Le Conseil du gouvernement vient d’adopter, ce dimanche 22 mars, un projet de décret-loi 2.20.292 relatif à la promulgation de dispositions spécifiques à l’état d’urgence sanitaire.

Selon ce projet, permis par l’article 81 de la Constitution, toute personne qui désobéit aux ordres et décisions des autorités sera punie de un à trois mois de prison et d’une amende entre 300 et 1300 dirhams.

Le texte permet aussi au gouvernement, en cas de besoin, de prendre à caractère exceptionnel toute disposition d’ordre économique ou financière ou sociale ou environnementale qui contribuerait, de façon directe, à limiter les effets négatifs de l’état d’urgence.

Un autre projet de décret n°2.20.293 a aussi été adopté.
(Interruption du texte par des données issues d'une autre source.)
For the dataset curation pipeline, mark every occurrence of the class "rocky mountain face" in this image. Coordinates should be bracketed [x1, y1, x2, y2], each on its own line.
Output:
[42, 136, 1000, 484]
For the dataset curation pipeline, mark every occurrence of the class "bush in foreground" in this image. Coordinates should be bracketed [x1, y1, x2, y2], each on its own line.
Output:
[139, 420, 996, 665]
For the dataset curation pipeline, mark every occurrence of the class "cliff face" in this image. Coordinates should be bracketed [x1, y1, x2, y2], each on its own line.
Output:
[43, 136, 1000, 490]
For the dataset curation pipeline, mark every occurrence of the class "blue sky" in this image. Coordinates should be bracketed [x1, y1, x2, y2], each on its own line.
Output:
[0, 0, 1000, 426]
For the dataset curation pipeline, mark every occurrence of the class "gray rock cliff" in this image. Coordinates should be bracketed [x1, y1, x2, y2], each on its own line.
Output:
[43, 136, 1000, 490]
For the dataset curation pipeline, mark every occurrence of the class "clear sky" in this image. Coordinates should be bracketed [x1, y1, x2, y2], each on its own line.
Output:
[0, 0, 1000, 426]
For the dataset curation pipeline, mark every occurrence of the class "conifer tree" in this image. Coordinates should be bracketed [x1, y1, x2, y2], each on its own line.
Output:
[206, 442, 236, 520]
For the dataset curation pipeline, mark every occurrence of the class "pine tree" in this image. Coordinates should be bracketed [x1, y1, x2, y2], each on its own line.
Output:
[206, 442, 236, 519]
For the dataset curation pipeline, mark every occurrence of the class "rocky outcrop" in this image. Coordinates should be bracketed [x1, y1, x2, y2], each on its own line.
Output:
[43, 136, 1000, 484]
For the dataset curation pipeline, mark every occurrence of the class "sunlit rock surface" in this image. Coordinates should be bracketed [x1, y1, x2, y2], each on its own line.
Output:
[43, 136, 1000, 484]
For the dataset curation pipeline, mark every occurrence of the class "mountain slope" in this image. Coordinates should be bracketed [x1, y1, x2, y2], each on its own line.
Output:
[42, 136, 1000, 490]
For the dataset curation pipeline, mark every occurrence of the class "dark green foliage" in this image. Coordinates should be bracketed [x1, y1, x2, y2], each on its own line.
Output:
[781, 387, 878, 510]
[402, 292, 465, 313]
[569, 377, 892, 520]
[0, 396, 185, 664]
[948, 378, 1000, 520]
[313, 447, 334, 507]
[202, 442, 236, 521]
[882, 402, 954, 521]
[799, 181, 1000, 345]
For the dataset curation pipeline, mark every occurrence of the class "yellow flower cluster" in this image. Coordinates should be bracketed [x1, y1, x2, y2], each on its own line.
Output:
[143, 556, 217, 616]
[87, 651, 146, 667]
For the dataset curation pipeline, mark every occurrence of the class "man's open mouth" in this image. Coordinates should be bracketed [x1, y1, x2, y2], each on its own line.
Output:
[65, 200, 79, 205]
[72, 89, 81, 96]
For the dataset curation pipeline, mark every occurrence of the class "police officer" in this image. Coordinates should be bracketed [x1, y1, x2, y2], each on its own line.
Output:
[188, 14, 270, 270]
Le but du texte est de permettre aux autorités publiques de prendre les dispositions nécessaires afin qu’aucun individu ne quitte son domicile, d’interdire les déplacements sauf dans des cas de grande nécessité, d’interdire tout type de rassemblement, et de fermer les magasins et autres institutions durant la période de l’état d’urgence sanitaire.

Ce projet de décret, qui entre dans le cadre des mesures préventives d’urgence prises par les autorités publiques afin d’enrayer la propagation de la pandémie du coronavirus, vise à déclarer « l’Etat d’urgence sanitaire » sur l’ensemble du territoire national à partir du 20 mars 2020 à 18H00 jusqu’au 20 avril 2020 à 18H00.

Les deux projets seront examinés demain par la commission de l’Intérieur des collectivités locales du logement et de la politique de la ville à la Chambre des représentants.